Beleaguered BlackBerry maker Research In Motion’s bad week is not getting much better.
As the company entered its third day of service outage in Europe, the Middle East, Africa, India, Brazil, Chile and Argentina, Stephen Bates, the head of the company’s UK operation, covering some seven million BlackBerry users, ducked out of a key RIM (NSDQ: RIMM) event in London while the company continues to try to get to the bottom of the problem that has left millions of users without messaging and internet browsing services. Now, users in the U.S. and Canada might find themselves impacted, too.
RIM’s most recent public statement on the outage, made last night, noted that “a large backlog of data was generated and we are now working to clear that backlog and restore normal service as quickly as possible.”
But in an interview this morning in London, Rory O’Neill, VP of software and services in EMEA, told paidContent that, in fact, the company is still trying to figure out what it is that has caused the fallover in its system.
Update: there are now reports emerging that the problems are now also affecting users in the U.S. and Canada. O’Neill would not explain how and if RIM’s services are running on the same infrastructure or whether it is regionally separated, but this latest development implies that the problem is affecting more of the company’s infrastructure that previously known or admitted.

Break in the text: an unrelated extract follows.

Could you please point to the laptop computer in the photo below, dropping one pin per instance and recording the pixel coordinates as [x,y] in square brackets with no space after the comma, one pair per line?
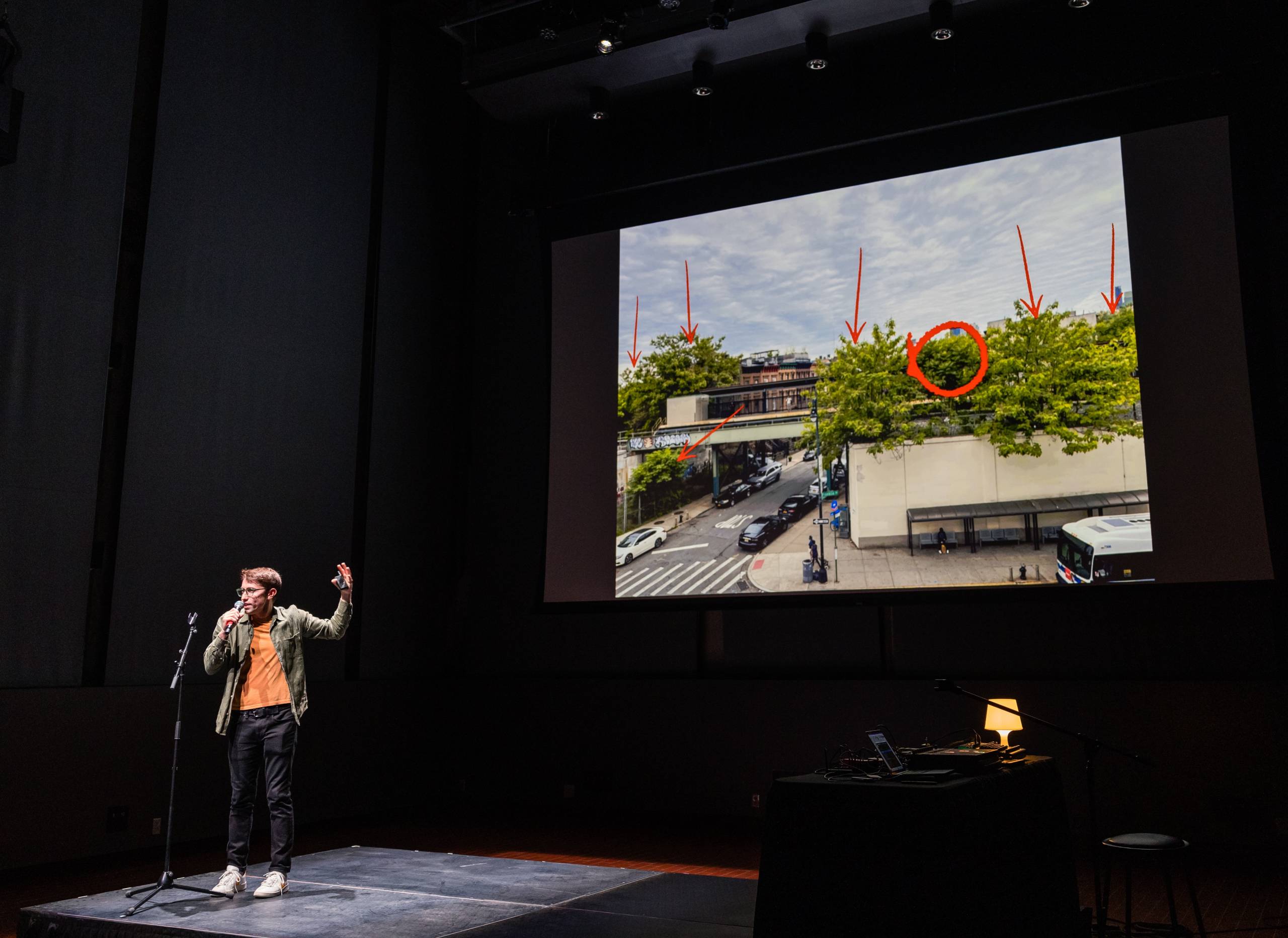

O’Neill had to step in at the last minute at an annual company event, the BlackBerry Innovation Forum, to take over the keynote presentation in place of Bates, who is the MD of RIM in the UK. After making an apology to the audience, Bates left the event to fight fires elsewhere. “Stephen has gone back to talk to other channels, customers and partners to make sure they stay one hundred percent informed,” said. O’Neill.

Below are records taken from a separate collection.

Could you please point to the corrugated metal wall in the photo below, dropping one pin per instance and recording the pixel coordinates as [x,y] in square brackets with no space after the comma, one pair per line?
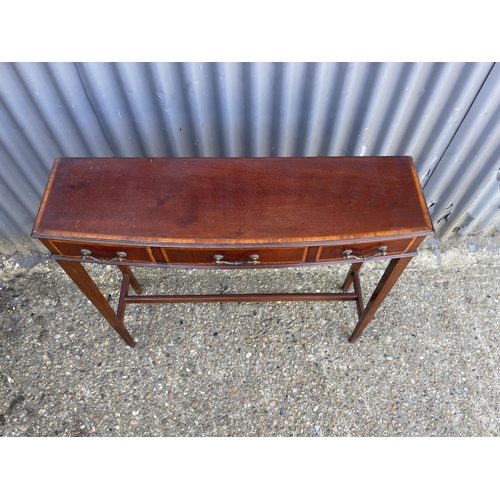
[445,115]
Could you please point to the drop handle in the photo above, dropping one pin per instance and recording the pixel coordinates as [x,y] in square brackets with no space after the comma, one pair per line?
[347,254]
[87,254]
[219,259]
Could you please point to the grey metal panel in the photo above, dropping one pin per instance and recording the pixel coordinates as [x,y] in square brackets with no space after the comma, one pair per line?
[464,188]
[425,110]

O’Neill provided paidContent with a bit more detail on what is going wrong — or at least where RIM is standing at the moment.
He said that RIM’s software and engineering teams are working “24 by seven” right now still trying to figure out just what has gone wrong and get services restored. “The fundamental cause as far as we know is the issue with the core switch and a failing in the component architecture,” he said. “It has to do with how our networks speak to each other, and we are trying to fix that while preserving all messages.”
Overnight, he said, the system was actually performing “fairly well,” but then the components didn’t behave as expected.
It’s not clear if RIM itself shut down the system this time around to work on this issue, or if the system is simply not working any more. From O’Neill’s description, it sounded, in fact, like RIM could be forcing the shut down right now itself: “‘[Engineers] would be monitoring traffic loads and performance of the service. If they notice any component is failing, they will try to remedy or isolate it. When we see the service levels performing normally, we will put services back on as we see fit.”
He noted that currently, the problem is not a blanket one: in other words, some may still have email and/or BBM messaging functionality, while others might still be able to browse the Internet.
The way that the BlackBerry system works is that all data services except for text messaging are routed through RIM’s servers, regardless of whether they are enterprise-class customers or consumers. “I’ve had to relearn how to text,” he noted to me wryly.
Will enterprise users get compensated in any way for the service collapse? “It’s way too early to say whether there will be compensation,” he noted. But surely there will be something because of the SLAs that RIM will have in place particularly with corporate customers.
When the system is up and running, RIM moves about 20 petabytes of data per month worldwide, pushing millions of messages to BlackBerry customers in real-time, he noted.